Discussion:
[Check_mk (english)] Alert off a stale check_mk check
Christopher Bowlby
2018-06-14 13:59:48 UTC
Permalink
Hi,

I ran into an issue the other day where the check_mk agent check stalled on
a target server and simply got stuck. A custom script essentially hung
while checking, thereby causing the check_mk agent to hang. I will be
looking into preventing that from our custom check, but it did bring to
light an issue that we did not receive an alert reporting that the results
have gone stale.

My question is, is it possible to alert off a stale state, and if so where
would I configure it to trigger after 5 minutes?
Paul
2018-06-14 14:08:18 UTC
Permalink
You can alert off the (active) Check MK service. Seems like it should have
been in a CRITICAL state per your description below, either due to a time
out or some other scenario.
Post by Christopher Bowlby
Hi,
I ran into an issue the other day where the check_mk agent check stalled
on a target server and simply got stuck. A custom script essentially hung
while checking, thereby causing the check_mk agent to hang. I will be
looking into preventing that from our custom check, but it did bring to
light an issue that we did not receive an alert reporting that the results
have gone stale.
My question is, is it possible to alert off a stale state, and if so where
would I configure it to trigger after 5 minutes?
_______________________________________________
checkmk-en mailing list
Manage your subscription or unsubscribe
http://lists.mathias-kettner.de/mailman/listinfo/checkmk-en
Christopher Bowlby
2018-06-14 15:36:25 UTC
Permalink
Hi Paul,

It was in a critical state which why I was confused about not seeing an
alert.

I've upgraded the instance from 1.2.8pxx to the latest 1.4.x stable and
configured a fall back address to see if that will help address not seeing
an alert.

Prior to this change I had no blocking or filtering of any service
notifications in anyway and we have received other alerts from the
monitoring instance in the past, so I'm still unsure why no alert was
triggered.
Post by Paul
You can alert off the (active) Check MK service.
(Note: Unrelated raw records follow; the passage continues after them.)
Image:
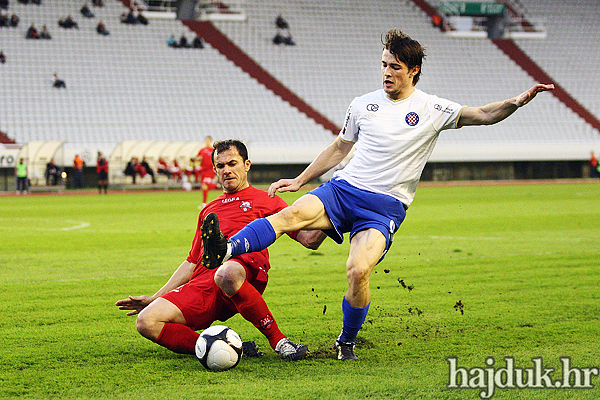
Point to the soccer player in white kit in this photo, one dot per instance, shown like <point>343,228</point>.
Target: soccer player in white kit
<point>394,130</point>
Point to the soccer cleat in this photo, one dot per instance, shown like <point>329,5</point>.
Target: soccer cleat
<point>289,350</point>
<point>215,243</point>
<point>345,351</point>
<point>250,349</point>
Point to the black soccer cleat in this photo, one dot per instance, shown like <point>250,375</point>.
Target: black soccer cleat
<point>250,349</point>
<point>289,350</point>
<point>215,243</point>
<point>345,351</point>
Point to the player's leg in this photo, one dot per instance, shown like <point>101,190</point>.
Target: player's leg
<point>307,212</point>
<point>231,279</point>
<point>164,323</point>
<point>366,249</point>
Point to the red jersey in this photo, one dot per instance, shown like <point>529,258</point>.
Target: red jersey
<point>206,163</point>
<point>235,211</point>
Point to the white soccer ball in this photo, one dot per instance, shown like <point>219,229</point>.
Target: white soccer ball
<point>219,348</point>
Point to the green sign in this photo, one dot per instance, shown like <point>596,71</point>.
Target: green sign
<point>471,9</point>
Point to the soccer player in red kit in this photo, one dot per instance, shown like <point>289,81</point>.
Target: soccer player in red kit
<point>195,297</point>
<point>207,173</point>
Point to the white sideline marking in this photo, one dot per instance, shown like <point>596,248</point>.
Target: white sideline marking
<point>80,226</point>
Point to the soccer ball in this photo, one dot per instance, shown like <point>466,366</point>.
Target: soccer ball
<point>219,348</point>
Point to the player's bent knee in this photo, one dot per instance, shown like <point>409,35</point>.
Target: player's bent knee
<point>147,326</point>
<point>358,275</point>
<point>230,277</point>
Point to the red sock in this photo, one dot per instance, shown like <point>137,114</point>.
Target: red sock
<point>252,307</point>
<point>178,338</point>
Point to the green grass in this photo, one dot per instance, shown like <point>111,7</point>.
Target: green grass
<point>521,259</point>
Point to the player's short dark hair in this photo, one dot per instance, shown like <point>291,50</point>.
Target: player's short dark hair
<point>221,146</point>
<point>405,49</point>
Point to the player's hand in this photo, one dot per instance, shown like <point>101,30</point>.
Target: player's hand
<point>135,303</point>
<point>527,96</point>
<point>284,185</point>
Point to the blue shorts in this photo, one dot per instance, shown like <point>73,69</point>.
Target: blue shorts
<point>352,210</point>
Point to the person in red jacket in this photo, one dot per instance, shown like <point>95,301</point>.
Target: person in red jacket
<point>102,171</point>
<point>207,172</point>
<point>194,297</point>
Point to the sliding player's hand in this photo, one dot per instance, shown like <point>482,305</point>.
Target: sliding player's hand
<point>135,303</point>
<point>527,96</point>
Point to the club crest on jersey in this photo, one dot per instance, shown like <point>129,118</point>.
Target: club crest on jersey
<point>412,118</point>
<point>246,205</point>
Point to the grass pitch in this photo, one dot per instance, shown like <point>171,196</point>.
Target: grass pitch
<point>474,272</point>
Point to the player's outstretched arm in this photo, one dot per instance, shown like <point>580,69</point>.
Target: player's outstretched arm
<point>331,156</point>
<point>137,303</point>
<point>134,303</point>
<point>495,112</point>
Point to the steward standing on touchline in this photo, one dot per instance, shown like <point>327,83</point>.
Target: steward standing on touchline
<point>394,131</point>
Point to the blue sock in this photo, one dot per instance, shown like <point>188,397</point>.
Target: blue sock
<point>256,236</point>
<point>352,321</point>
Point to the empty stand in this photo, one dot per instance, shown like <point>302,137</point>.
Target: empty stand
<point>131,86</point>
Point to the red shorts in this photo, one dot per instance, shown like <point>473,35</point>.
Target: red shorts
<point>202,302</point>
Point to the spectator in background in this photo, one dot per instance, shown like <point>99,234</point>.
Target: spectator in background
<point>59,83</point>
<point>14,20</point>
<point>21,175</point>
<point>86,12</point>
<point>142,20</point>
<point>140,170</point>
<point>130,169</point>
<point>175,170</point>
<point>198,43</point>
<point>172,42</point>
<point>283,34</point>
<point>32,33</point>
<point>68,23</point>
<point>102,171</point>
<point>207,172</point>
<point>183,43</point>
<point>163,168</point>
<point>101,29</point>
<point>45,34</point>
<point>595,165</point>
<point>148,169</point>
<point>78,165</point>
<point>52,173</point>
<point>128,18</point>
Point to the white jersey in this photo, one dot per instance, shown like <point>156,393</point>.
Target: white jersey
<point>394,140</point>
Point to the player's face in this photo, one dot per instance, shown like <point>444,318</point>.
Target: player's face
<point>231,170</point>
<point>397,78</point>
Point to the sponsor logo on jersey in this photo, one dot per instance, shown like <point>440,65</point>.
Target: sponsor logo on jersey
<point>246,205</point>
<point>446,110</point>
<point>412,118</point>
<point>346,122</point>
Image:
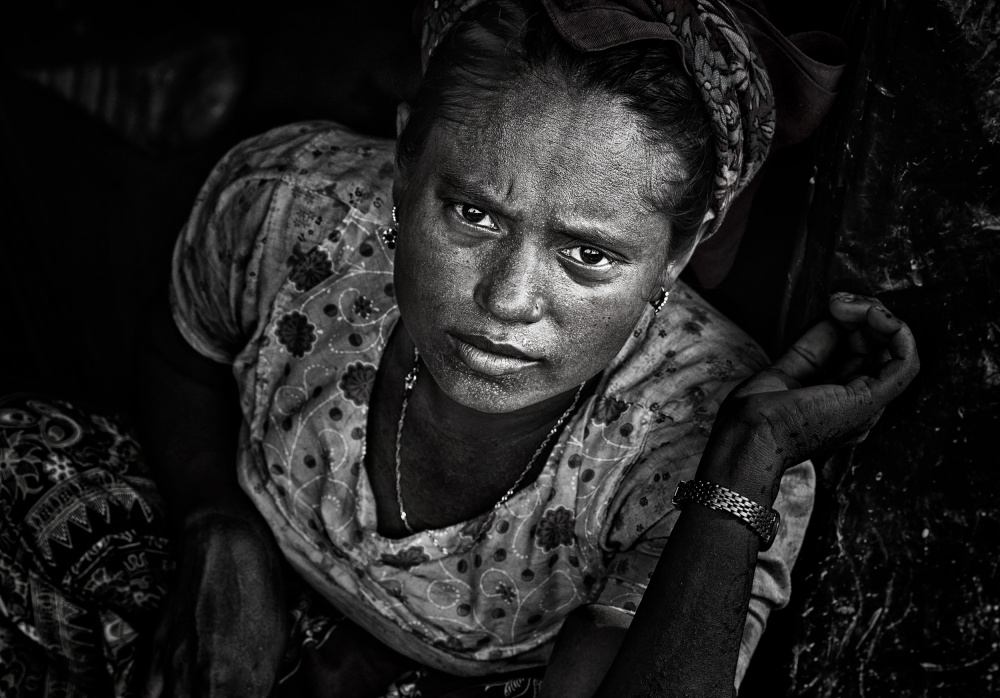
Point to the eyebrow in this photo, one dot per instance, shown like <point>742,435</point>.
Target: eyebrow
<point>473,190</point>
<point>593,234</point>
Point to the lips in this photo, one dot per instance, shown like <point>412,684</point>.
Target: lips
<point>492,358</point>
<point>501,348</point>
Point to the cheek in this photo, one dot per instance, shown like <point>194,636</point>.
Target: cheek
<point>430,278</point>
<point>595,330</point>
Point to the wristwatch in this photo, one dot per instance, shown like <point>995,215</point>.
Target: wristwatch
<point>761,520</point>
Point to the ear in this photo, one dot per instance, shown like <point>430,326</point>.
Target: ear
<point>674,267</point>
<point>402,117</point>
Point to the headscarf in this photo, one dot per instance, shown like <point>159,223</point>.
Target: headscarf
<point>728,71</point>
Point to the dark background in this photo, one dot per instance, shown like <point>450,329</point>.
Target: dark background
<point>112,115</point>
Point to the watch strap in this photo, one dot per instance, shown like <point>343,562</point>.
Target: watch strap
<point>761,520</point>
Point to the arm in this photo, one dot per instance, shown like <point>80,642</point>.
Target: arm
<point>684,639</point>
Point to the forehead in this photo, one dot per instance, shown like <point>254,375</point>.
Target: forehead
<point>582,154</point>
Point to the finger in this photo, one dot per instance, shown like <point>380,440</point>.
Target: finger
<point>854,310</point>
<point>896,373</point>
<point>810,353</point>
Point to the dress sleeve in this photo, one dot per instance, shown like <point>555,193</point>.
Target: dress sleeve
<point>214,295</point>
<point>646,516</point>
<point>689,364</point>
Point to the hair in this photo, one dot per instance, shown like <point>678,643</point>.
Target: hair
<point>498,43</point>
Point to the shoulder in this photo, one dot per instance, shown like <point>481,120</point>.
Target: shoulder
<point>656,408</point>
<point>682,357</point>
<point>320,156</point>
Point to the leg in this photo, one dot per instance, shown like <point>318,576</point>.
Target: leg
<point>84,552</point>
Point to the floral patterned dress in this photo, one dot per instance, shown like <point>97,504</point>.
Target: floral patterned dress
<point>281,272</point>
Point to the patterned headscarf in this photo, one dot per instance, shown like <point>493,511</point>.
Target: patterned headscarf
<point>728,74</point>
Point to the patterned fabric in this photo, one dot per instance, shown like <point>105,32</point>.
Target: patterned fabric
<point>727,71</point>
<point>84,555</point>
<point>281,272</point>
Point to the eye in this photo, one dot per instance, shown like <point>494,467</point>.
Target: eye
<point>474,216</point>
<point>589,257</point>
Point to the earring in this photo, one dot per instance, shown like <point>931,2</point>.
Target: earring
<point>662,301</point>
<point>388,235</point>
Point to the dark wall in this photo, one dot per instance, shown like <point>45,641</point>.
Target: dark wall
<point>898,589</point>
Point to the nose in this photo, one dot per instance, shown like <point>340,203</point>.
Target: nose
<point>510,286</point>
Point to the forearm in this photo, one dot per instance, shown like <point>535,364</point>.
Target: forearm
<point>685,637</point>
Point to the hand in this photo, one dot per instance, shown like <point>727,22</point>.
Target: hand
<point>853,365</point>
<point>224,629</point>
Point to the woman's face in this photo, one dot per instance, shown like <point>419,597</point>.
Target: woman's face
<point>528,248</point>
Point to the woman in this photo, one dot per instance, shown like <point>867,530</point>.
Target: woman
<point>469,382</point>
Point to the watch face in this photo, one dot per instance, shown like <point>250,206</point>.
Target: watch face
<point>775,524</point>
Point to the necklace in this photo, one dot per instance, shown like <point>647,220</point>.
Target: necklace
<point>408,383</point>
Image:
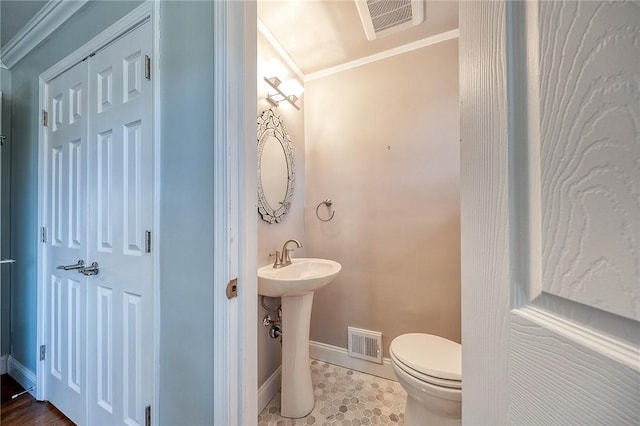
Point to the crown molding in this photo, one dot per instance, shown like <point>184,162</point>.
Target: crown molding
<point>43,23</point>
<point>428,41</point>
<point>273,41</point>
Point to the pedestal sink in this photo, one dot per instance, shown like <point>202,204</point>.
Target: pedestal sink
<point>295,284</point>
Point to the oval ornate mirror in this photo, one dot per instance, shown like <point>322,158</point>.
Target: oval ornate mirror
<point>276,173</point>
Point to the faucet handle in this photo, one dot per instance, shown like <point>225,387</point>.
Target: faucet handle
<point>287,257</point>
<point>278,261</point>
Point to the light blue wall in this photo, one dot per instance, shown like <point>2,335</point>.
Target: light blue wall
<point>186,62</point>
<point>84,25</point>
<point>5,88</point>
<point>186,211</point>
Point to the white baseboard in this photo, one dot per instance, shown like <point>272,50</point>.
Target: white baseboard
<point>269,389</point>
<point>340,356</point>
<point>3,364</point>
<point>22,375</point>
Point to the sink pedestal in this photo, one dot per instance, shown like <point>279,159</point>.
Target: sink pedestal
<point>297,399</point>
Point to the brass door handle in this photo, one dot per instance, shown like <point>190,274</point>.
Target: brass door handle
<point>90,270</point>
<point>78,265</point>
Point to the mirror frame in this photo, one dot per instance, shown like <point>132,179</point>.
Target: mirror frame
<point>271,124</point>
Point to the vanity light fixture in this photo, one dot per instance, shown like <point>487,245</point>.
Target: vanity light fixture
<point>289,90</point>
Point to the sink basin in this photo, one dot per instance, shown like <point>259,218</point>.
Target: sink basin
<point>304,275</point>
<point>295,284</point>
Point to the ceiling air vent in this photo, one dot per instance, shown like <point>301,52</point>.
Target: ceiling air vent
<point>382,17</point>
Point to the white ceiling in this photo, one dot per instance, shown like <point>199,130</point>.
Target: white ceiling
<point>320,34</point>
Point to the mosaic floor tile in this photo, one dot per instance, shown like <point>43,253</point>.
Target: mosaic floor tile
<point>344,398</point>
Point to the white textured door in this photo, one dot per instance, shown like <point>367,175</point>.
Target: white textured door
<point>99,207</point>
<point>120,199</point>
<point>66,290</point>
<point>551,212</point>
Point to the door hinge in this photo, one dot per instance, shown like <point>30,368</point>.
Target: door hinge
<point>147,241</point>
<point>147,67</point>
<point>232,289</point>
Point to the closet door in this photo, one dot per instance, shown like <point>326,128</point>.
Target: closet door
<point>66,290</point>
<point>120,200</point>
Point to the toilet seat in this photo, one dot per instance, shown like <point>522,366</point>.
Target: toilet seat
<point>429,358</point>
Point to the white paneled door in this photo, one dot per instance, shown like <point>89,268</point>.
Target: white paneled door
<point>551,212</point>
<point>99,210</point>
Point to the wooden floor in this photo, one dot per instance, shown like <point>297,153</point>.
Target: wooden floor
<point>25,410</point>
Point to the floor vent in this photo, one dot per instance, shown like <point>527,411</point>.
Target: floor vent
<point>365,344</point>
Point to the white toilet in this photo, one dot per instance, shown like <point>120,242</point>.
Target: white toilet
<point>429,368</point>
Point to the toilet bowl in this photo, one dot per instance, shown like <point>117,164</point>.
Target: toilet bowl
<point>429,368</point>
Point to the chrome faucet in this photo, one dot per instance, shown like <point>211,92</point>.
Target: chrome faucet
<point>284,259</point>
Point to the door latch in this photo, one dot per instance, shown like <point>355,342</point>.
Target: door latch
<point>90,270</point>
<point>232,289</point>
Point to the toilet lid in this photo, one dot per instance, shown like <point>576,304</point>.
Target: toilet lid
<point>428,354</point>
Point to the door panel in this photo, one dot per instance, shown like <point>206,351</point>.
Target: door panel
<point>121,207</point>
<point>98,209</point>
<point>550,212</point>
<point>66,242</point>
<point>589,151</point>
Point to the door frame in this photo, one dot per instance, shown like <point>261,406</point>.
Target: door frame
<point>146,11</point>
<point>235,225</point>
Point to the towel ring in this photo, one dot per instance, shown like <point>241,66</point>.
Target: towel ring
<point>327,203</point>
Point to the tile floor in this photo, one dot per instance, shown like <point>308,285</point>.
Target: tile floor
<point>346,398</point>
Seems like it should have
been in a CRITICAL state per your description below, either due to a time
out or some other scenario.
Post by Christopher Bowlby
Hi,
I ran into an issue the other day where the check_mk agent check stalled
on a target server and simply got stuck. A custom script essentially hung
while checking, thereby causing the check_mk agent to hang. I will be
looking into preventing that from our custom check, but it did bring to
light an issue that we did not receive an alert reporting that the results
have gone stale.
My question is, is it possible to alert off a stale state, and if so
where would I configure it to trigger after 5 minutes?
_______________________________________________
checkmk-en mailing list
Manage your subscription or unsubscribe
http://lists.mathias-kettner.de/mailman/listinfo/checkmk-en
Paul
2018-06-14 15:49:58 UTC
Permalink
Are you receiving notifications from other hosts/services?
Post by Christopher Bowlby
Hi Paul,
It was in a critical state which why I was confused about not seeing an
alert.
I've upgraded the instance from 1.2.8pxx to the latest 1.4.x stable and
configured a fall back address to see if that will help address not seeing
an alert.
Prior to this change I had no blocking or filtering of any service
notifications in anyway and we have received other alerts from the
monitoring instance in the past, so I'm still unsure why no alert was
triggered.
Post by Paul
You can alert off the (active) Check MK service. Seems like it should
have been in a CRITICAL state per your description below, either due to a
time out or some other scenario.
Post by Christopher Bowlby
Hi,
I ran into an issue the other day where the check_mk agent check stalled
on a target server and simply got stuck. A custom script essentially hung
while checking, thereby causing the check_mk agent to hang. I will be
looking into preventing that from our custom check, but it did bring to
light an issue that we did not receive an alert reporting that the results
have gone stale.
My question is, is it possible to alert off a stale state, and if so
where would I configure it to trigger after 5 minutes?
_______________________________________________
checkmk-en mailing list
Manage your subscription or unsubscribe
http://lists.mathias-kettner.de/mailman/listinfo/checkmk-en
Christopher Bowlby
2018-06-14 16:11:12 UTC
Permalink
Yes, and I confirmed that with setting services and hosts into a test
critical state.
Post by Paul
Are you receiving notifications from other hosts/services?
Post by Christopher Bowlby
Hi Paul,
It was in a critical state which why I was confused about not seeing an
alert.
I've upgraded the instance from 1.2.8pxx to the latest 1.4.x stable and
configured a fall back address to see if that will help address not seeing
an alert.
Prior to this change I had no blocking or filtering of any service
notifications in anyway and we have received other alerts from the
monitoring instance in the past, so I'm still unsure why no alert was
triggered.
Post by Paul
You can alert off the (active) Check MK service. Seems like it should
have been in a CRITICAL state per your description below, either due to a
time out or some other scenario.
Post by Christopher Bowlby
Hi,
I ran into an issue the other day where the check_mk agent check
stalled on a target server and simply got stuck. A custom script
essentially hung while checking, thereby causing the check_mk agent to
hang. I will be looking into preventing that from our custom check, but it
did bring to light an issue that we did not receive an alert reporting that
the results have gone stale.
My question is, is it possible to alert off a stale state, and if so
where would I configure it to trigger after 5 minutes?
_______________________________________________
checkmk-en mailing list
Manage your subscription or unsubscribe
http://lists.mathias-kettner.de/mailman/listinfo/checkmk-en
Paul
2018-06-14 16:51:10 UTC
Permalink
So the check maybe went stale before you it had a chance to alert/notify.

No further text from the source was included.